One Hundred Thousand Starving Children in Pakistan
One Hundred Thousand Starving Children in Pakistan
Over one hundred thousand children are in danger of dying from malnutrition in Pakistan, UNICEF warns.
UNICEF currently estimates there will be approximately 105,000 new cases of children suffering from dangerous levels of malnutrition in the next six months, following the extreme floods.
Severe acute malnutrition in children increases the chances of death by as much as 10 times but is easily prevented through early identification and treatment of severe acute malnutrition combined with access to clean drinking water and hygiene.
Even before the floods, the situation was very serious. Now, with an estimated 20 million people affected, of which 2.8 million are children under the age of five, an already very difficult situation has been made far worse. This is due largely to the increase in acute watery diarrhoea and respiratory diseases.

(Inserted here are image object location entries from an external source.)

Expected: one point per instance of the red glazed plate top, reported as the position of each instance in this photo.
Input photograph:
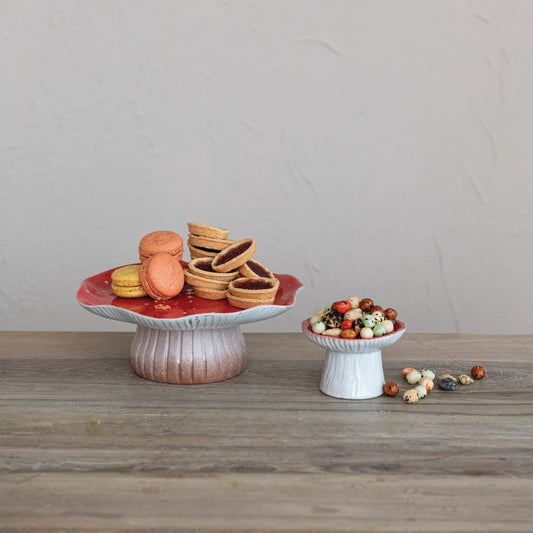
(96, 291)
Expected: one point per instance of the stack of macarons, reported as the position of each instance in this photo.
(160, 274)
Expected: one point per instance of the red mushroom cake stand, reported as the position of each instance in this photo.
(186, 339)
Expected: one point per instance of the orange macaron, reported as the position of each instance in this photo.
(161, 241)
(162, 276)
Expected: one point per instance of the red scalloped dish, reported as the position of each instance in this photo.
(96, 291)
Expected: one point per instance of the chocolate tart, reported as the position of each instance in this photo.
(201, 266)
(254, 288)
(205, 283)
(234, 256)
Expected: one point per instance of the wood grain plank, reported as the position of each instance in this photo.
(86, 444)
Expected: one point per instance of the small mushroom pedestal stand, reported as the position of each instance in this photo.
(353, 368)
(187, 339)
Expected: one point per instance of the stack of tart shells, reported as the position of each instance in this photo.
(206, 241)
(221, 268)
(207, 282)
(249, 292)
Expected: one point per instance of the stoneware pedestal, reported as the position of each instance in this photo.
(353, 368)
(187, 339)
(187, 357)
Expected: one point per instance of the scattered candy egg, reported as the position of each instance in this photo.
(368, 321)
(389, 326)
(348, 334)
(332, 332)
(426, 382)
(465, 379)
(447, 376)
(410, 396)
(379, 330)
(390, 313)
(421, 391)
(366, 333)
(314, 319)
(447, 384)
(318, 327)
(426, 373)
(391, 389)
(413, 377)
(354, 302)
(366, 304)
(478, 372)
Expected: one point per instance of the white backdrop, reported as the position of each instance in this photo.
(374, 148)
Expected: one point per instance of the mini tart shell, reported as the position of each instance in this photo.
(194, 268)
(246, 303)
(207, 231)
(221, 265)
(205, 283)
(207, 242)
(247, 270)
(209, 294)
(251, 293)
(198, 253)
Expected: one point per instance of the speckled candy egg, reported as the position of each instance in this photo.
(354, 315)
(377, 315)
(333, 319)
(421, 391)
(426, 382)
(426, 373)
(379, 330)
(389, 325)
(366, 333)
(318, 327)
(314, 319)
(413, 377)
(465, 379)
(410, 396)
(366, 304)
(354, 302)
(478, 372)
(391, 389)
(333, 332)
(368, 321)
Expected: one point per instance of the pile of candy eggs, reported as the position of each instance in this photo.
(354, 318)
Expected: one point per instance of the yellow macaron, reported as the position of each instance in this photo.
(126, 282)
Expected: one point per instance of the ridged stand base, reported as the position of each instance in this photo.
(188, 357)
(353, 376)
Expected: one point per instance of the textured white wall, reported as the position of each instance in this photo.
(375, 148)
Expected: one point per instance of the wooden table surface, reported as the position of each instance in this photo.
(86, 444)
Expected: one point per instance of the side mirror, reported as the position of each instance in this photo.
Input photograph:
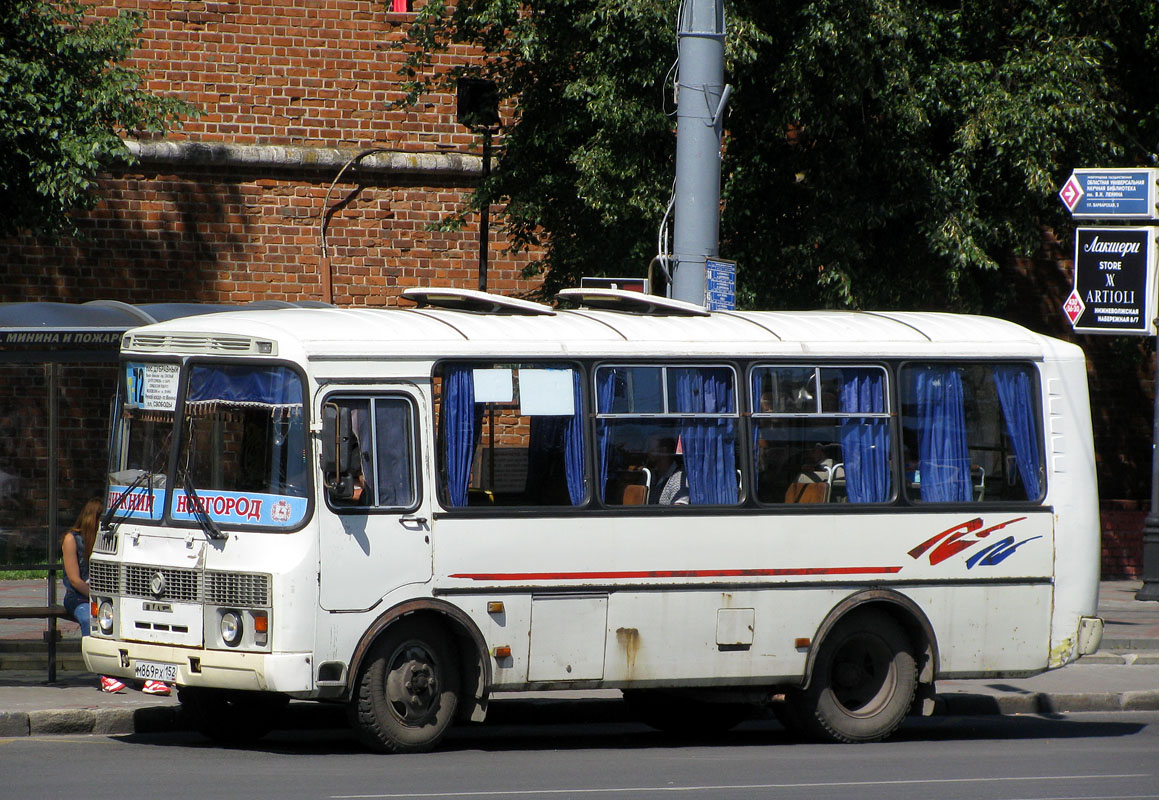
(341, 458)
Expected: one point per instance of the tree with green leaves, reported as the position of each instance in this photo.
(65, 100)
(877, 153)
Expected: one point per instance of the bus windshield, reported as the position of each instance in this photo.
(240, 441)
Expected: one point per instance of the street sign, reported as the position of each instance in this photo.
(1112, 194)
(720, 284)
(1114, 281)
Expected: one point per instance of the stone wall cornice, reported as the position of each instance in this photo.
(292, 159)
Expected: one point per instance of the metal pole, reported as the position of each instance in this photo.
(699, 111)
(1150, 588)
(55, 554)
(485, 213)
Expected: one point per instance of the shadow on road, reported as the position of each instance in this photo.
(581, 732)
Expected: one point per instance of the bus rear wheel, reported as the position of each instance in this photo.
(407, 692)
(862, 683)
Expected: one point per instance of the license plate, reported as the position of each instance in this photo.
(151, 670)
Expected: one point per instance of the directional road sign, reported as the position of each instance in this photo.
(1112, 194)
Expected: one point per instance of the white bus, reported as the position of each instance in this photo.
(406, 510)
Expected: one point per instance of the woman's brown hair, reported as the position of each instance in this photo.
(87, 522)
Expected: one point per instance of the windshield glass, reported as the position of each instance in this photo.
(140, 441)
(241, 445)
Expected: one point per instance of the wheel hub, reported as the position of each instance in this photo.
(412, 686)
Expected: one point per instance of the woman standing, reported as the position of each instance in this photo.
(75, 548)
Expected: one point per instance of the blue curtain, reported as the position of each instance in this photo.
(395, 482)
(555, 436)
(573, 444)
(708, 444)
(1017, 399)
(606, 382)
(944, 455)
(865, 442)
(460, 430)
(264, 385)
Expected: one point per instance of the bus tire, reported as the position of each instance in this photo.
(677, 713)
(231, 717)
(862, 683)
(407, 690)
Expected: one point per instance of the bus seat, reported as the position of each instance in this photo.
(807, 493)
(636, 484)
(635, 494)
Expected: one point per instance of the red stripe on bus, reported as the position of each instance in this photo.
(679, 573)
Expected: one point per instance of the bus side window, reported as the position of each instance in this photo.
(378, 470)
(822, 434)
(510, 434)
(671, 429)
(971, 433)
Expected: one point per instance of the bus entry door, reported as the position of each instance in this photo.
(374, 529)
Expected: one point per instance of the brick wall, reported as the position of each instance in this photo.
(1122, 540)
(299, 73)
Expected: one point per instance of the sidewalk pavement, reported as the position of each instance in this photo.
(1122, 676)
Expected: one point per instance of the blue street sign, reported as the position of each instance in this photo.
(1112, 194)
(720, 284)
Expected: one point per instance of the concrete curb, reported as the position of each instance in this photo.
(308, 715)
(150, 719)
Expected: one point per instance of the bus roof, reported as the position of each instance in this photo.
(436, 332)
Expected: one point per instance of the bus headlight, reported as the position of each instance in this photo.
(231, 627)
(104, 617)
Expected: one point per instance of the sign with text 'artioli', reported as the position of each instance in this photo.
(1114, 281)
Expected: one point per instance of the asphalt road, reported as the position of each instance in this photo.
(1112, 756)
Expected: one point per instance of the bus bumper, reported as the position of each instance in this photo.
(217, 669)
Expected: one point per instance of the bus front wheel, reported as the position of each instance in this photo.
(407, 692)
(862, 683)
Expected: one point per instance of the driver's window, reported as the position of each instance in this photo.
(384, 473)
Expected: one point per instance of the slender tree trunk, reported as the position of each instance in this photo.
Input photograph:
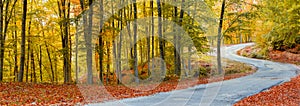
(28, 49)
(76, 52)
(108, 61)
(49, 58)
(152, 27)
(22, 61)
(100, 41)
(88, 41)
(176, 51)
(161, 45)
(2, 40)
(40, 64)
(15, 51)
(135, 42)
(219, 39)
(120, 47)
(33, 66)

UNICEF together with the Government of Pakistan, other UN agencies, NGO partners and the International Red Crescent and Red Cross is rapidly responding to the situation.
Screening and treatment of children with severe acute malnutrition before they need urgent medical intervention, is already being swiftly scaled up by UNICEF and partners. Caregivers are being trained and provided with essential medicines as well as specially formulated ready-to-use therapeutic foods (RUTF) for children identified as malnourished.
So far over two thousand people have died in the flooding in Pakistan floods which began in late July, and in many areas have still not receded.
“When ever you get a major disaster, as in Pakistan, it is always the children that are the worse-affected,“said UNICEF New Zealand’s executive director, Dennis McKinley.
“Children, particularly young children are much more susceptible to disease than adults.
“These children were probably in bad shape before the disaster – and the floods may be the last straw for them,” he says.
UNICEF is scaling up its operation in Pakistan, to over 400 people and has revised its funding targets.
UNICEF’s revised funding requirement is NZ$ 356 million, and currently has a remaining funding gap of US $213 million.